Since Tsipras' entire political project hinges on Greece remaining part of the eurozone, Merkel and company knew they could continue to demand concessions, even after the overwhelming "no" vote on the July 5 referendum.


THE PRIME minister's about-face in proposing almost the same austerity agenda that Greek voters had rejected on July 5 at first stunned SYRIZA members. But shock is giving way to anger--and the first signs of action.

In her report from Athens last weekend for the Australian socialist newspaper Red Flag, Colleen Bolger documented the bitterness of SYRIZA members like Stavroulla, who lives in Keratsini:

She is "shocked" and "very bitter" about the proposal. "I think this is a big mistake. There are other ways and Syriza cannot agree that there's only one alternative." With tears in her eyes she says, "This goes against the people's vote."

Those were the ingredients that gave rise to the call from the public-sector union federation ADEDY for a 24-hour strike as parliament meets to vote on the proposal for a third Memorandum. The strike call includes plans for a mass demonstration in front of the parliament building.

Colleen Bolger's report for Red Flag on Tuesday described the efforts of left-wingers in the unions, both members of SYRIZA and not, to pressure the confederation leadership to make the call:

The political earthquake that annihilated New Democracy and Pasok in January is taking its time to be felt at the top of the sclerotic trade union bureaucracy. META--Syriza's trade union fraction--and the radical left have grown in influence in the unions. But the old leaderships remain.

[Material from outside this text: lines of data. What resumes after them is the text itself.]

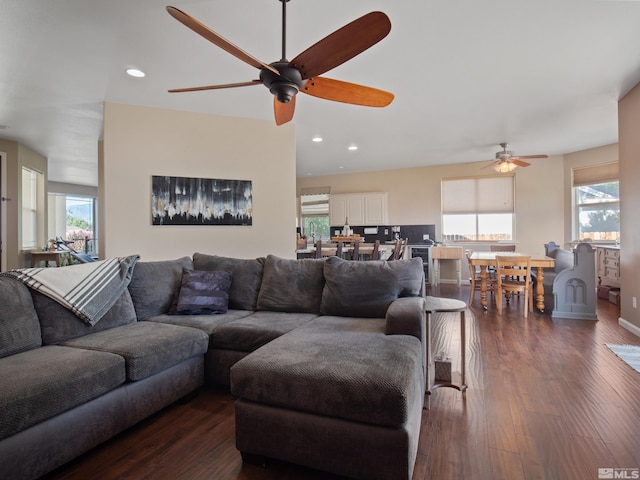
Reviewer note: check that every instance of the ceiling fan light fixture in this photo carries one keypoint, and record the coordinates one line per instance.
(505, 167)
(135, 72)
(284, 92)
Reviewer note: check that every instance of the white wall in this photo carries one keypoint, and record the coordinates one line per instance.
(141, 141)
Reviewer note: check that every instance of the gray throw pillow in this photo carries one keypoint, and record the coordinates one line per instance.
(203, 293)
(247, 277)
(154, 285)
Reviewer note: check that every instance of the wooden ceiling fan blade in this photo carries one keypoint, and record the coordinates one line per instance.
(346, 92)
(216, 39)
(519, 162)
(284, 111)
(343, 44)
(216, 87)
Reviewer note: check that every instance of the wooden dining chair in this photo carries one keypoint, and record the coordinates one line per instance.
(476, 281)
(328, 250)
(513, 275)
(366, 251)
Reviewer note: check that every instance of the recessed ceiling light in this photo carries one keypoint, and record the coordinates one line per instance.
(135, 72)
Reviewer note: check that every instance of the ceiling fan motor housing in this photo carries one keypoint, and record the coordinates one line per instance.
(284, 86)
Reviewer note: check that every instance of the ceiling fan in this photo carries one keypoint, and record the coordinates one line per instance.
(285, 78)
(506, 161)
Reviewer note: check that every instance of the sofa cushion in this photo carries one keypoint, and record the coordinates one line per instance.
(203, 292)
(53, 379)
(250, 333)
(154, 285)
(366, 289)
(206, 323)
(147, 347)
(246, 277)
(291, 285)
(19, 326)
(59, 324)
(339, 367)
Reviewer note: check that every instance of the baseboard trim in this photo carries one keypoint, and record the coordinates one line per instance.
(629, 326)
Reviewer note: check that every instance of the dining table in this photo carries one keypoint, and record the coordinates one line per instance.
(539, 261)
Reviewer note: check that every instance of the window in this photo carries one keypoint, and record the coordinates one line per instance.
(32, 182)
(478, 209)
(314, 208)
(597, 202)
(72, 217)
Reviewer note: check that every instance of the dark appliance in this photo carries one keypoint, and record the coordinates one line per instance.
(423, 252)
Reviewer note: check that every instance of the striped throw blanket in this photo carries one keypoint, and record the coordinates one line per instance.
(88, 289)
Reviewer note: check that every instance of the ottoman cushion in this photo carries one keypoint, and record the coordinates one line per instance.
(147, 347)
(52, 380)
(338, 367)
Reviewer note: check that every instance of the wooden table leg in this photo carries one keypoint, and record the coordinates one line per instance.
(539, 289)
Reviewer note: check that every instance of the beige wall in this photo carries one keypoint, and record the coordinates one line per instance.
(18, 156)
(140, 142)
(629, 145)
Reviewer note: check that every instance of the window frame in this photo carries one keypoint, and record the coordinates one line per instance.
(591, 175)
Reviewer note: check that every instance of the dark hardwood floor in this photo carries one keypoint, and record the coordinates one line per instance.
(546, 401)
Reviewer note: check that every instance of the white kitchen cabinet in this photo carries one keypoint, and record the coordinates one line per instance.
(360, 208)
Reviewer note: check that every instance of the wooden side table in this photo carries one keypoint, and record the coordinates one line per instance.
(438, 305)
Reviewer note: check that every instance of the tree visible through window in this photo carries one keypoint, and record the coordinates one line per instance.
(598, 211)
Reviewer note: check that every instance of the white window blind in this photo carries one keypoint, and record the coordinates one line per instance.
(603, 173)
(29, 197)
(478, 195)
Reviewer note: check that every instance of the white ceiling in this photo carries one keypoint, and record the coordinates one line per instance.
(543, 75)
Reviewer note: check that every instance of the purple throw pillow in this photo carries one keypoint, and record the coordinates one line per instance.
(203, 292)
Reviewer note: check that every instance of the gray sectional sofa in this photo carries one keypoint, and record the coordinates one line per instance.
(326, 358)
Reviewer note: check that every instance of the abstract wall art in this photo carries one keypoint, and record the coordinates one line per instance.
(200, 201)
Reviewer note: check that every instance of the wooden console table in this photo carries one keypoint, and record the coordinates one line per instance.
(52, 256)
(446, 253)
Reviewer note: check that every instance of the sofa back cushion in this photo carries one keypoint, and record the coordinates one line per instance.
(60, 324)
(366, 289)
(19, 326)
(246, 277)
(154, 285)
(291, 285)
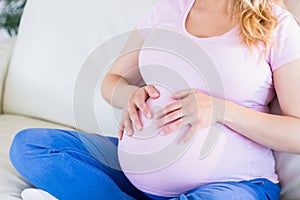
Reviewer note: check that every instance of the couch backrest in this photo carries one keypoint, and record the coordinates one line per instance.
(6, 49)
(55, 38)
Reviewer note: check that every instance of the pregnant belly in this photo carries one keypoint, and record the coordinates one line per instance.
(158, 165)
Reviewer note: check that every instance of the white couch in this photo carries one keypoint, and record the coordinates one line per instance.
(43, 81)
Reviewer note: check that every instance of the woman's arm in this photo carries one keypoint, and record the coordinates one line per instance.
(279, 132)
(121, 86)
(123, 77)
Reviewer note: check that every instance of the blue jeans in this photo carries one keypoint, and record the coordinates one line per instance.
(59, 162)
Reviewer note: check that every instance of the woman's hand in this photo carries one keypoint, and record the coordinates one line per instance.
(136, 102)
(192, 107)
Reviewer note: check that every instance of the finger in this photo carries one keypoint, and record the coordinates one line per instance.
(171, 117)
(182, 94)
(128, 126)
(151, 91)
(134, 116)
(121, 131)
(190, 133)
(144, 109)
(168, 109)
(172, 127)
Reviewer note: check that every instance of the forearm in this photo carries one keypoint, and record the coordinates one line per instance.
(116, 90)
(275, 131)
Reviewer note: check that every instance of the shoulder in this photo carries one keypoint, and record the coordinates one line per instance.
(284, 16)
(164, 12)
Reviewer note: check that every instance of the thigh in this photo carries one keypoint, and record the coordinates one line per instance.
(258, 189)
(77, 159)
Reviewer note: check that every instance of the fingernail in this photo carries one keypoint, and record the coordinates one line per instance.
(148, 115)
(139, 127)
(181, 142)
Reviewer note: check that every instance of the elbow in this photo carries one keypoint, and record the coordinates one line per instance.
(104, 90)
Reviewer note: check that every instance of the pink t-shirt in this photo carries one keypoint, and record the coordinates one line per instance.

In a meeting on Monday, raging argument from speakers of the radical left from the floor butted up against a line of cantankerous old-man bureaucrats who would occasionally lose their temper. When it became clear that the left was going to win the vote--with the begrudging support of the Communist Party and PASOK--the activists started filing out, back to work to organize or to union meetings across the city.

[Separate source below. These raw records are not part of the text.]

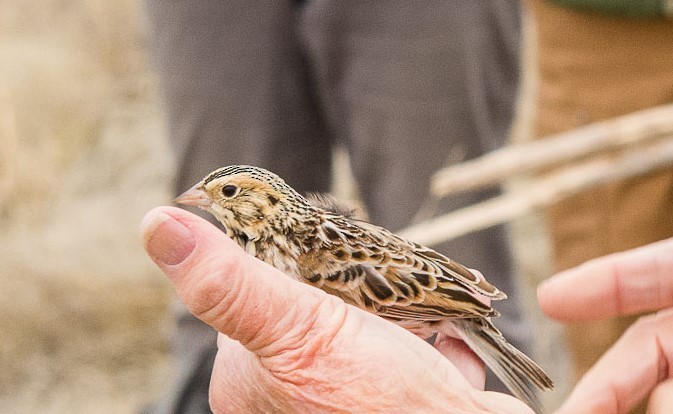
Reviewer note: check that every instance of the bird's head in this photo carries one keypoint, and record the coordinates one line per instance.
(245, 199)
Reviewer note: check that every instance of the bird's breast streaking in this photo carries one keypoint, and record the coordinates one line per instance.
(363, 264)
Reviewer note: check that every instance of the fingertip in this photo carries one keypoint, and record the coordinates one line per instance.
(167, 241)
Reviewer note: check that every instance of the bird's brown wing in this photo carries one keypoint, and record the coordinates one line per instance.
(376, 269)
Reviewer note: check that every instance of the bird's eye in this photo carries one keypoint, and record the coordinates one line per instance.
(229, 190)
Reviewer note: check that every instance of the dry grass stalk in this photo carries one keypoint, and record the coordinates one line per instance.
(628, 131)
(543, 192)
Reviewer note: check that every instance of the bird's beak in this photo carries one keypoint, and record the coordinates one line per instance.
(195, 196)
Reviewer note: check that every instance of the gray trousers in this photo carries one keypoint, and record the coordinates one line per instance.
(407, 87)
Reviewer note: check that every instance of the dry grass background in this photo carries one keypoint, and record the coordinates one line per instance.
(82, 157)
(83, 314)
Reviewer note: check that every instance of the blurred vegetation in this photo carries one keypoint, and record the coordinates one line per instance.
(82, 158)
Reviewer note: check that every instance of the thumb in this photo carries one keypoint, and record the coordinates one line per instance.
(233, 292)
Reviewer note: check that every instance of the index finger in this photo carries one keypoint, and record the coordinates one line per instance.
(619, 284)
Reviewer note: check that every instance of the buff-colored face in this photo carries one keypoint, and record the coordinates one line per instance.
(237, 201)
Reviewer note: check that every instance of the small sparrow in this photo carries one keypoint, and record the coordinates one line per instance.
(318, 243)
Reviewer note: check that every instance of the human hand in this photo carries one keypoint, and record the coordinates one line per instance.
(288, 347)
(639, 363)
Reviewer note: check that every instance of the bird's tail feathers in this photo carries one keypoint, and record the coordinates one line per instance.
(518, 372)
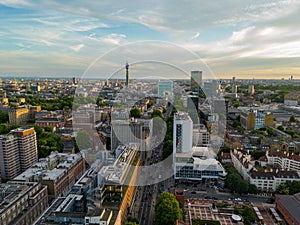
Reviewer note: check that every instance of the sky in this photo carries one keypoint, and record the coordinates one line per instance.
(241, 38)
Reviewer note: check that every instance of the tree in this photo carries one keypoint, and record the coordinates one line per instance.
(149, 105)
(135, 112)
(270, 132)
(252, 189)
(83, 139)
(49, 129)
(293, 119)
(257, 154)
(289, 188)
(131, 220)
(38, 130)
(3, 118)
(280, 128)
(167, 209)
(157, 113)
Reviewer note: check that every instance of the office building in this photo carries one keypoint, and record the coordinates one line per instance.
(58, 172)
(201, 137)
(22, 202)
(127, 74)
(251, 89)
(288, 206)
(165, 89)
(267, 180)
(198, 164)
(18, 151)
(255, 119)
(182, 133)
(196, 82)
(18, 115)
(193, 108)
(124, 132)
(116, 182)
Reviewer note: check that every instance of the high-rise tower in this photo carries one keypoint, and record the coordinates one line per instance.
(196, 82)
(127, 74)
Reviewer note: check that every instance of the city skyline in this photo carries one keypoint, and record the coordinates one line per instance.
(234, 38)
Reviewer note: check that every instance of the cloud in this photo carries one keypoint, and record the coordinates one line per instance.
(220, 32)
(76, 48)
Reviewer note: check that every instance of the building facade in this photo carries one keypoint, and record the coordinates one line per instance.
(182, 133)
(196, 82)
(58, 172)
(165, 89)
(18, 115)
(18, 151)
(22, 202)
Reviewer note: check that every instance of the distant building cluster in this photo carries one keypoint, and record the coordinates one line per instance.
(18, 152)
(270, 178)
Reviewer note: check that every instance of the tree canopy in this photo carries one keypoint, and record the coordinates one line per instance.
(83, 139)
(47, 142)
(289, 188)
(157, 113)
(167, 209)
(135, 112)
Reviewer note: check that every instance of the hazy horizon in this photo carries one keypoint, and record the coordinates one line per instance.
(234, 38)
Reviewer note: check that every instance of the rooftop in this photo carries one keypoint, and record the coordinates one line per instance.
(291, 204)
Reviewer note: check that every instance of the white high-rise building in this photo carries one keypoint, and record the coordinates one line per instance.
(192, 163)
(165, 89)
(196, 81)
(182, 133)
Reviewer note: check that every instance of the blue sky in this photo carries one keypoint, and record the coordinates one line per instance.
(242, 38)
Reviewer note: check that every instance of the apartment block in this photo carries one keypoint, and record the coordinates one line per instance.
(18, 151)
(18, 115)
(22, 202)
(58, 172)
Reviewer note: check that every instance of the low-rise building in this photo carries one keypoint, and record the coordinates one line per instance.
(58, 171)
(284, 160)
(270, 181)
(18, 115)
(22, 202)
(288, 206)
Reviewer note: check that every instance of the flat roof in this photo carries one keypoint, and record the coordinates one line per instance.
(291, 204)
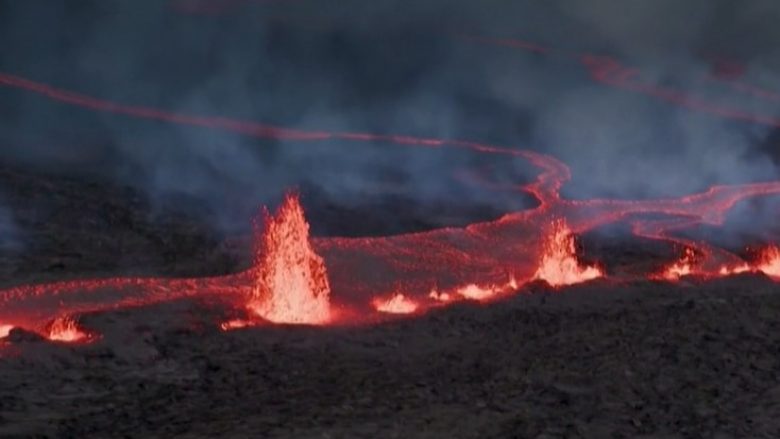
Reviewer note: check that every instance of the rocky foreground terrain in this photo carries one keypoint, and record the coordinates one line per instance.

Activists I speak to--some in Syriza, some in other groups, and some not in any group--are concerned that they do not have long enough to turn the sense of disbelief into anger. They have a matter of hours. These are the times when activists rue the gulf between what urgently needs to be done and the number of people who can do it. The Greek far left is the largest in Europe. It is impressive and committed, yet still it is an enormous task.

No one knows how many SYRIZA MPs will stick to their principles and oppose the government's austerity plan, nor what will happen after that--though it seems likely, as Lafazanis says, that Tsipras will be able to rely on support from pro-austerity parties to drive through his measures. Nevertheless, the headline of Bolger's article summed up a critical development on the eve of the vote: "The Greek left responds."

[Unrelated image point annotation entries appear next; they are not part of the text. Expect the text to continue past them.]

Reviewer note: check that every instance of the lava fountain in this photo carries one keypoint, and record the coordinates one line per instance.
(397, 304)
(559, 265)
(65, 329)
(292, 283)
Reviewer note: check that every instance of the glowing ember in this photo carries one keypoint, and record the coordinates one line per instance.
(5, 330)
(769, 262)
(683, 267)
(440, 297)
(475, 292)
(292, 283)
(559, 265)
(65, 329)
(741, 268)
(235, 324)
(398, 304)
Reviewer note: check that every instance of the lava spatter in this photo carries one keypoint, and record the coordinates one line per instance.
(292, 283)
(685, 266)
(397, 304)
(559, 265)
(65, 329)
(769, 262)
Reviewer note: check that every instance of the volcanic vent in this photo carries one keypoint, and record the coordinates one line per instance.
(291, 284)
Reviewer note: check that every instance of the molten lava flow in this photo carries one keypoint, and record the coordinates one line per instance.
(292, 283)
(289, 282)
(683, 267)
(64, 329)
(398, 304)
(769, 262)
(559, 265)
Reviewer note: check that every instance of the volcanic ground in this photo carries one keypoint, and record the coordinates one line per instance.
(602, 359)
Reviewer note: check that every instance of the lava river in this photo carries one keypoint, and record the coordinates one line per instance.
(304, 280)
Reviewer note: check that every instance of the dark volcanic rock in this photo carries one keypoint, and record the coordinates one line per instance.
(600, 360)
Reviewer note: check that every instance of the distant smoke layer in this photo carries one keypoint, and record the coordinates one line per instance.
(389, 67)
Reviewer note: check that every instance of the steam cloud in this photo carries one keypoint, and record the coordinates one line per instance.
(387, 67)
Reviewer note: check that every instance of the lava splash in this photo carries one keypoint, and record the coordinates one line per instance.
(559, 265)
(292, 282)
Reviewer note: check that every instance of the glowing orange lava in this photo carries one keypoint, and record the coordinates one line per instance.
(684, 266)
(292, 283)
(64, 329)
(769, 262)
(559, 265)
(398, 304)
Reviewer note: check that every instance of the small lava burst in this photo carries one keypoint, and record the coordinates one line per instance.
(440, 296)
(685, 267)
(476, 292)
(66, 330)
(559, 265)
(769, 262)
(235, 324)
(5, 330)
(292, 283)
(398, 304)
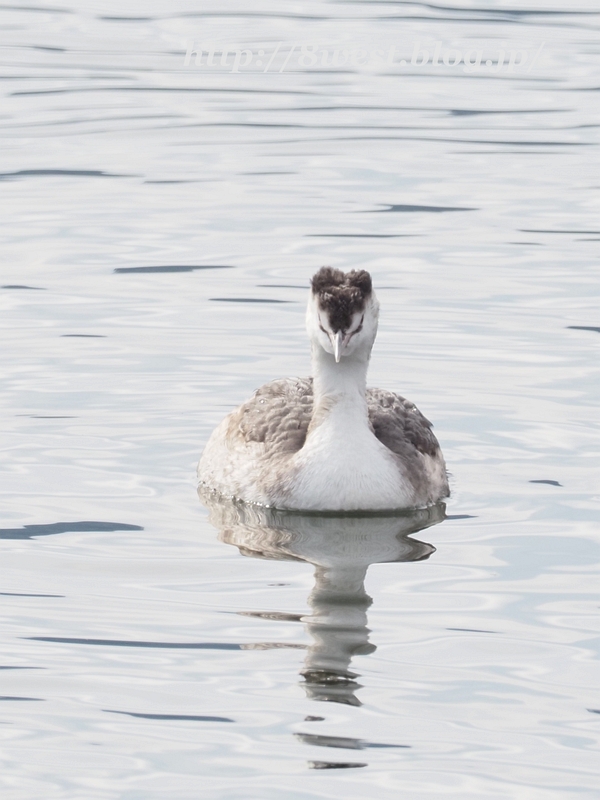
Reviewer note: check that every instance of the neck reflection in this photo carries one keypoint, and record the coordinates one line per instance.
(341, 548)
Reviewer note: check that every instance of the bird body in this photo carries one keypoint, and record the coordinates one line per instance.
(328, 443)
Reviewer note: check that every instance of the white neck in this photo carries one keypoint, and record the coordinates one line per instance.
(342, 384)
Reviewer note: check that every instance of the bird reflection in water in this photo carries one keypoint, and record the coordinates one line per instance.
(341, 548)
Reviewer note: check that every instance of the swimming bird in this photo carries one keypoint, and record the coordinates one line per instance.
(328, 443)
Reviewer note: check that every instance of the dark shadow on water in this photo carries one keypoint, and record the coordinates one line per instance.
(172, 268)
(170, 717)
(343, 742)
(395, 209)
(29, 531)
(341, 548)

A leaflet to be distributed by the Red Network during the strikes and demonstrations on Wednesday calls for the left, inside and outside SYRIZA, to raise its banner, not only to demand a "no" to a new Memorandum, but to prepare for the struggles of the future:

Together, the people of "Oxi!" and the party of "Oxi!" which is SYRIZA--the forces of SYRIZA, but also the forces of the rest of the left, for whom "no" means no and cannot become maybe or, even worse, "yes"--can enter this battle, and win as well!